The tutorials all work before I build the package, but afterwards one of the tutorials fails when run with learnr::run_tutorial(). It also fails when run from the tutorials tab.
remotes::install_github("Bio302-UiB/data-handling")
> learnr::run_tutorial("text-manipulation", package = "data.handling")
processing file: text-manipulation.Rmd
...
|................................ | 66%
label: replace-tibble
Quitting from lines 284-288 (text-manipulation.Rmd)
Error: Problem with `mutate()` input `species`.
x unused argument (string = species)
ℹ Input `species` is `str_replace(string = species, pattern = "_", replacement = " ")`.
This should put learnr::run_tutorial() in a clean / fresh background R process. This will isolate the learnr::run_tutorial() call from your local environment (which will behave very similar to the blue knit button or a deployed tutorial.)

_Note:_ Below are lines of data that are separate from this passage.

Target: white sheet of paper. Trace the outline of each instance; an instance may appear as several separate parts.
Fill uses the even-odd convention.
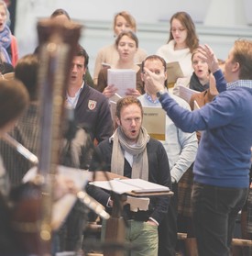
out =
[[[197,109],[200,109],[200,106],[199,104],[194,100],[193,101],[193,110],[197,110]]]
[[[166,113],[161,106],[143,106],[143,127],[149,136],[165,140]]]
[[[137,73],[130,69],[108,69],[107,84],[114,84],[120,96],[125,96],[127,88],[136,89]]]
[[[95,181],[90,183],[95,186],[108,191],[115,191],[117,194],[124,193],[151,193],[151,192],[167,192],[169,187],[153,184],[142,179],[115,179],[111,181]]]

Thanks for the suggestion. I tried it and unfortunately I still get the same error.
Some colleagues have also tried the tutorial and get the same error (different versions of Rstudio, Linux and Mac).
Curiously, if I only get the error when I install from github (with either remotes or renv). When I install with the Install and restart button on the build tab in rstudio, everything works fine.
I've had a similar thing happen this week. I made a set of tutorials for a class that I'm teaching and put them into a package. I tested the tutorials locally and they worked perfectly. When the same tutorials are run from the package they fail (the exercise checker isn't seeing the setup stuff)
My students have found the same thing - they can't run the tutorials from the package but are able to run the markdown files and use the tutorials with no issue. I'd be interested if there is a solution to this!